M. Alain Vasselle attire l'attention de Mme le secrétaire d'Etat aux petites et moyennes entreprises, au commerce et à l'artisanat sur les légitimes préoccupations exprimées par bon nombre d'artisans exerçant l'activité de fleuriste concernant la vente de muguet à l'occasion du 1er mai. En effet, ils ont émis des inquiétudes face aux vendeurs de muguet qui se multiplient lors du 1er mai exerçant cette activité en toute impunité, ce qui pose pour les professionnels légalement installés un manque à gagner important. De façon générale, le développement sans cesse croissant de toutes les formes de vente illicite (sapins, lilas, jonquilles, muguet) continue de mettre en danger la vie de bon nombre d'entreprises artisanales en raison de ce gigantesque marché noir échappant à tout impôt et à tout versement de taxes et de cotisations. Les professionnels, dans la vente de fleurs, réclament aujourd'hui davantage de fermeté dans le contrôle et la répression de ces fraudes, tout en admettant cependant qu'une tolérance soit établie conformément à la loi et à la jurisprudence où le jour du 1er mai la vente aux particuliers de muguet sauvage sans racines, sans aucun étal, ni emballage est reconnue. En conséquence, il le remercie à l'avance de bien vouloir lui indiquer la position ministérielle face à ces légitimes préoccupations, sachant que ces entreprises de fleuristerie souhaitent continuer à exercer leur activité quotidienne auprès de nos citoyens et ne pas disparaître à moyen terme en raison de la faiblesse des pouvoirs publics.

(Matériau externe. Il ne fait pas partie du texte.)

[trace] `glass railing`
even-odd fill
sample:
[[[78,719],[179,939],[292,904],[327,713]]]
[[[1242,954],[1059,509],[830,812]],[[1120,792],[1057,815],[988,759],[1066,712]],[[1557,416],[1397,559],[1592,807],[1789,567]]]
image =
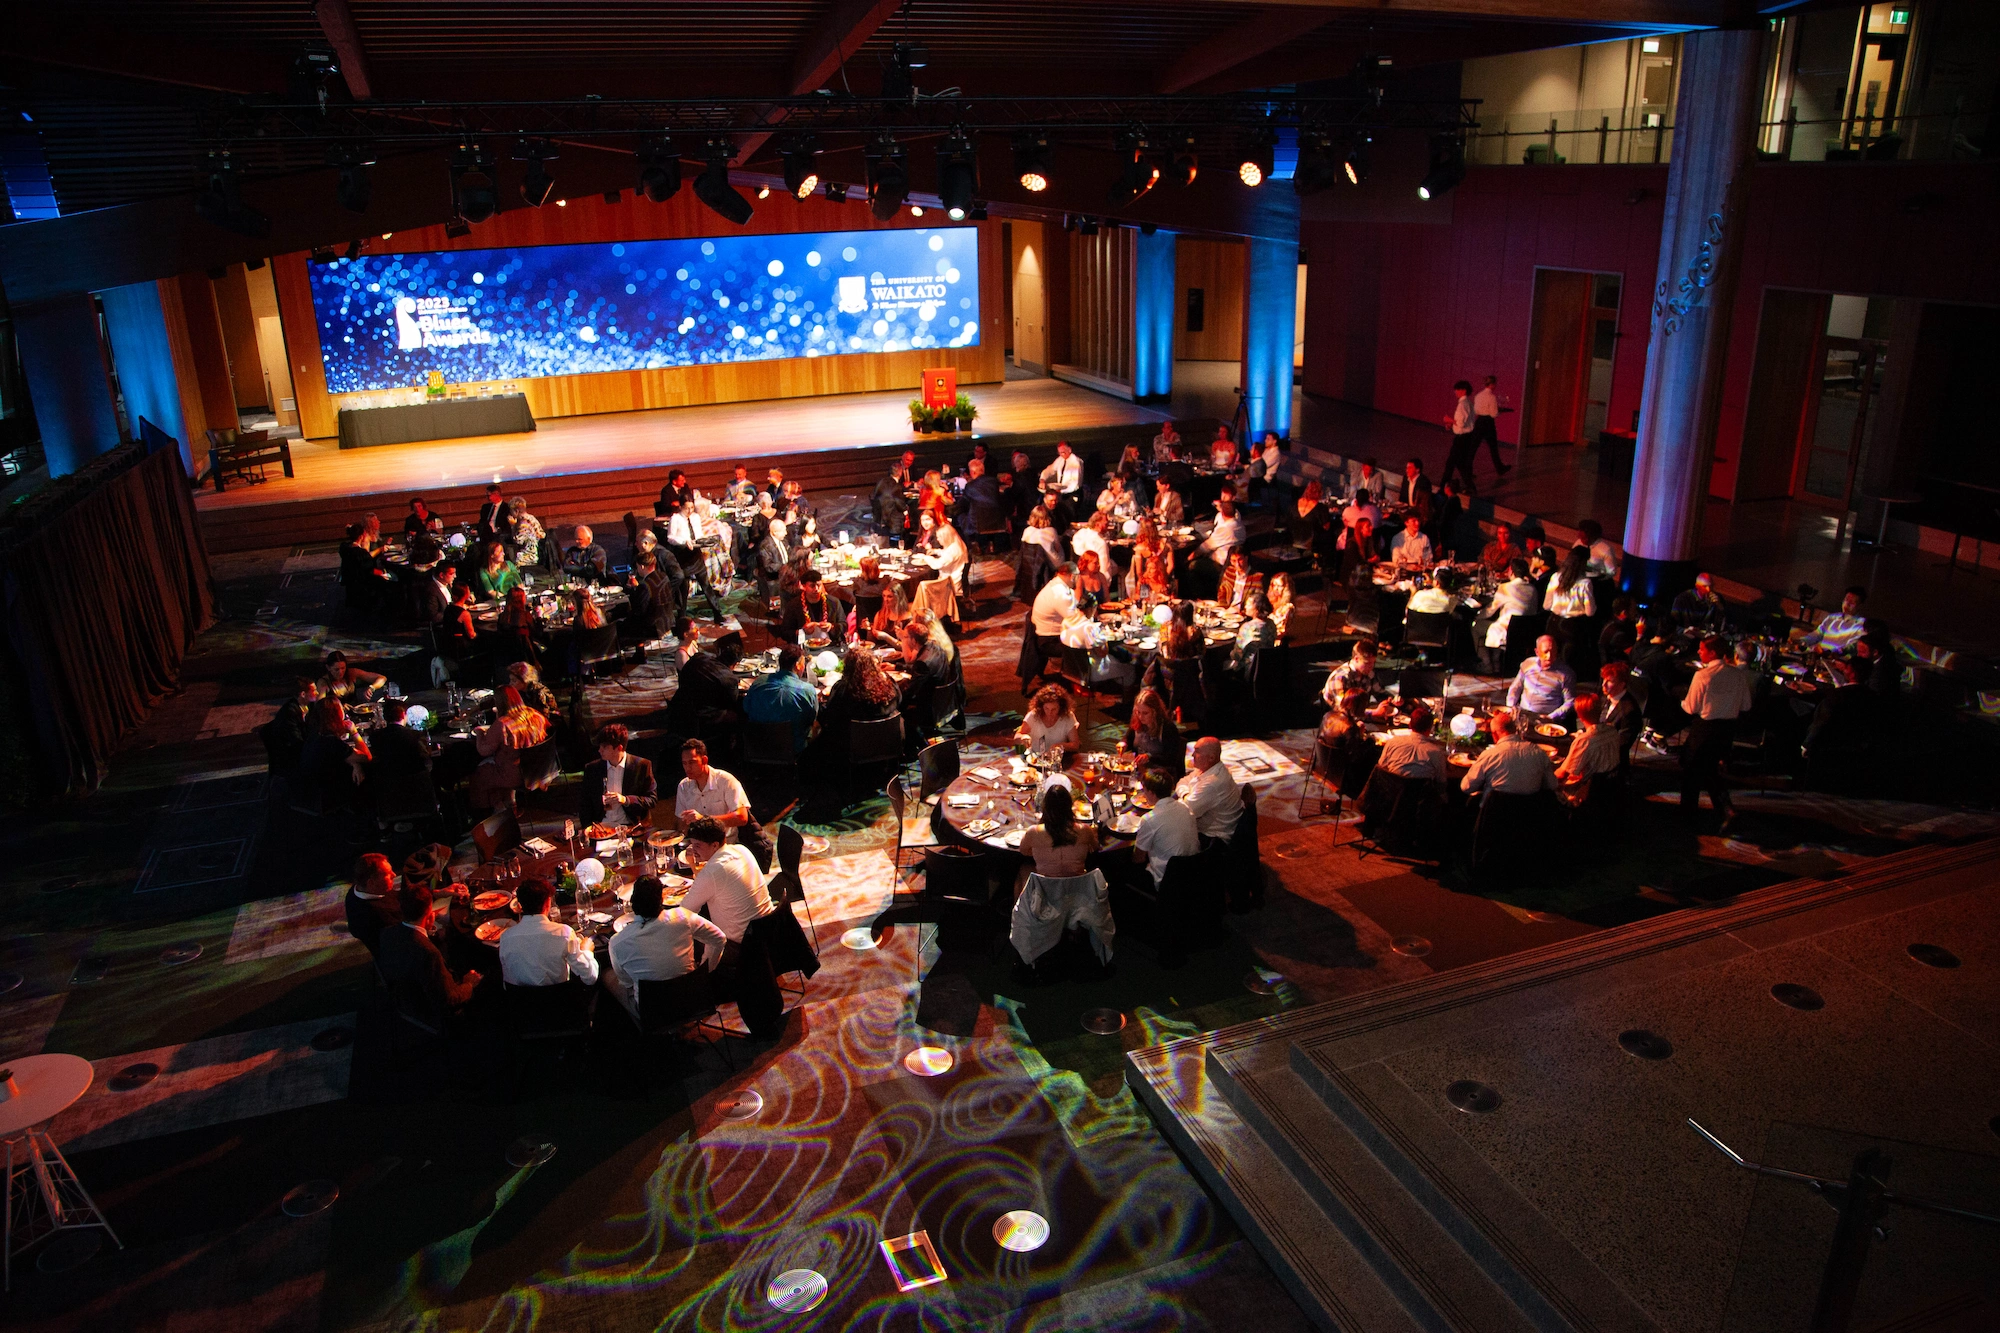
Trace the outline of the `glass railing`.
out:
[[[1984,97],[1932,96],[1894,120],[1856,116],[1784,120],[1757,128],[1759,155],[1777,161],[1972,161],[1993,130]],[[1673,157],[1671,118],[1615,107],[1525,112],[1481,122],[1467,137],[1465,160],[1484,166],[1659,163]]]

Réponse du ministère : Petites et moyennes entreprises

publiée dans le JO Sénat du 21/08/1997 - page 2177

Réponse. - Le préjudice que ressentent les fleuristes, du fait de ventes de produits horticoles réalisées de manière illégale sur la voie publique, est fréquemment soulevé par de nombreux secteurs du commerce. Les résultats des contrôles périodiquement effectués ne laissent cependant pas apparaître un développement significatif du phénomène. En effet, l'occupation, à titre privatif et notamment aux fins d'exercice d'une activité commerciale, du domaine public est soumise à autorisation préalable des maires. Il appartient donc à ces derniers, lorsqu'ils sont amenés à délivrer ce type d'autorisation, de s'assurer qu'ils ont afffaire à des professionnels exerçant régulièrement leur activité, soit en tant que producteurs inscrits à un registre de l'agriculture, soit en tant que commerçants immatriculés au registre du commerce et des sociétés. S'il peut être toléré que des particuliers réalisent des ventes sur la voie publique, ce ne peut être qu'à titre tout à fait exceptionnel, notamment à l'occasion du 1er mai. Dans de nombreuses communes d'ailleurs, la vente du muguet à cette occasion par des particuliers est encadrée par un arrêté municipal. Enfin, les infractions à ces dispositions sont punies des peines d'amende applicables aux contraventions de la cinquième classe. Les services de police ou de gendarmerie et des directions départementales de la concurrence, de la consommation et de la répression des fraudes sont habilités à procéder aux contrôles nécessaires.